The unspoken bankroller behind the group, of course, is the US Federal Reserve - using taxpayers' money to buy up shares that the very same taxpayers may be rushing to sell.

This is all well and good, say the sceptics, but government-funded manipulation of stock prices goes against free-market principles. For instance, a person holding a legitimate "short" position in a stock - in effect, betting on a fall in its price - stands to be wiped out on the whim of a faceless state entity.

On the basis of Friday's activity on the Dow - if indeed it was the hand of the Plunge Protection Team at work - they have a point.

There is no official equivalent body in South Africa to the Plunge Protection Team. There's nothing to stop anybody in the government having a quiet word in the ear of the Public Investment Corporation, which controls state pension assets, but anything a local investor did would be swamped by the daily cascade of foreign money that effectively rules the ups and downs of the JSE's stocks.

The larger concern about US government intervention in markets is debt. As it is, the US government is operating under the burden of a mind-bending deficit. When it taps the Fed to wade into the stock market and prevent a fall in prices (and losses to shareholders), it's basically using borrowed dollars - by the truckload. Debt to prop up debt in an endless deadly circle, throwing bad money after bad.

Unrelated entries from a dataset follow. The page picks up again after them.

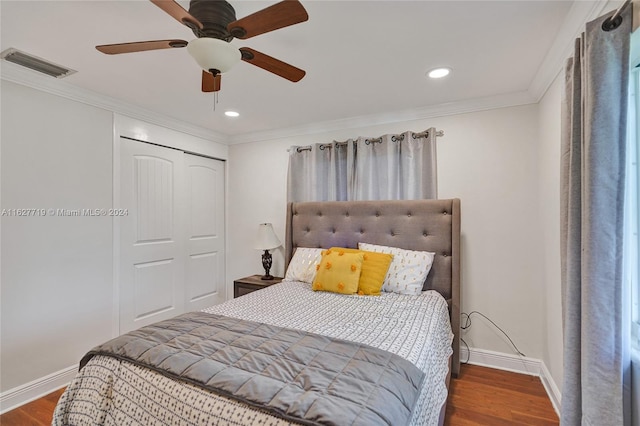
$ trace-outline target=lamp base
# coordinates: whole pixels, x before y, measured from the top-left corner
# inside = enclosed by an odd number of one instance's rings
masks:
[[[265,250],[264,253],[262,254],[262,267],[264,268],[264,275],[262,276],[262,278],[260,278],[261,280],[272,280],[273,276],[269,273],[269,270],[271,269],[271,253],[269,253],[269,250]]]

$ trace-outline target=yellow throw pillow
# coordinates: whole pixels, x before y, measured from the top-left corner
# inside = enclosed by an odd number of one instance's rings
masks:
[[[358,294],[380,295],[384,277],[387,275],[387,271],[393,260],[392,254],[342,247],[332,247],[331,250],[342,250],[344,253],[363,253],[364,261],[362,262],[362,273],[360,274],[360,281],[358,282]]]
[[[362,271],[363,253],[345,253],[325,250],[317,265],[318,272],[313,280],[313,290],[333,293],[355,294]]]

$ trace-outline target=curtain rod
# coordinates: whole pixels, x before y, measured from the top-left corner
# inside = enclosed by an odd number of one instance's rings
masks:
[[[622,24],[622,16],[620,14],[622,11],[631,4],[631,0],[626,0],[622,5],[616,10],[616,12],[611,15],[608,19],[605,19],[602,23],[602,29],[604,31],[612,31],[615,30]]]
[[[420,138],[427,138],[429,137],[429,131],[425,130],[424,132],[420,132],[420,133],[413,133],[411,132],[411,136],[413,136],[414,139],[420,139]],[[436,136],[444,136],[444,130],[436,130]],[[357,138],[356,138],[357,139]],[[400,135],[391,135],[391,140],[393,142],[398,142],[404,139],[404,134],[400,134]],[[338,146],[344,146],[347,144],[347,142],[349,141],[333,141],[334,144],[338,145]],[[379,138],[374,138],[374,139],[365,139],[364,143],[366,145],[371,145],[372,143],[381,143],[382,142],[382,136]],[[333,144],[331,143],[325,143],[320,145],[320,150],[324,151],[326,148],[331,148],[333,146]],[[287,149],[287,151],[289,151]],[[311,145],[307,145],[307,146],[299,146],[296,148],[297,152],[302,152],[302,151],[311,151]]]

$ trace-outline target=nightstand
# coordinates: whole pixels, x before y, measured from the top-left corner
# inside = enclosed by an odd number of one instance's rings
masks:
[[[262,275],[251,275],[250,277],[240,278],[233,282],[233,297],[244,296],[253,291],[278,284],[284,278],[273,277],[272,280],[261,279]]]

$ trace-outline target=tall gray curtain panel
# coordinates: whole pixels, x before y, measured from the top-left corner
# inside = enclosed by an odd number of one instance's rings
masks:
[[[631,7],[586,26],[566,67],[561,250],[561,425],[628,424],[622,250]],[[626,401],[626,403],[625,403]]]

Already, through its bailout of the US banking system, President Barack Obama's government has had to step in as lender of last resort. Trouble is, the lender of last resort is broke - and borrowing more to keep stock prices from falling is just plain folly. In fact, say the more extreme of the doom-mongers, the US government is spending itself into the same oblivion that faces the likes of Greece and Spain.

In the midst of the credit crisis, it was said that banks were "too big to fail" . yet many banks failed.

Now, say the bears, we should be asking if governments - including the biggest government of all - are too big to fail. Because there won't be a Plunge Protection Team big enough to save them.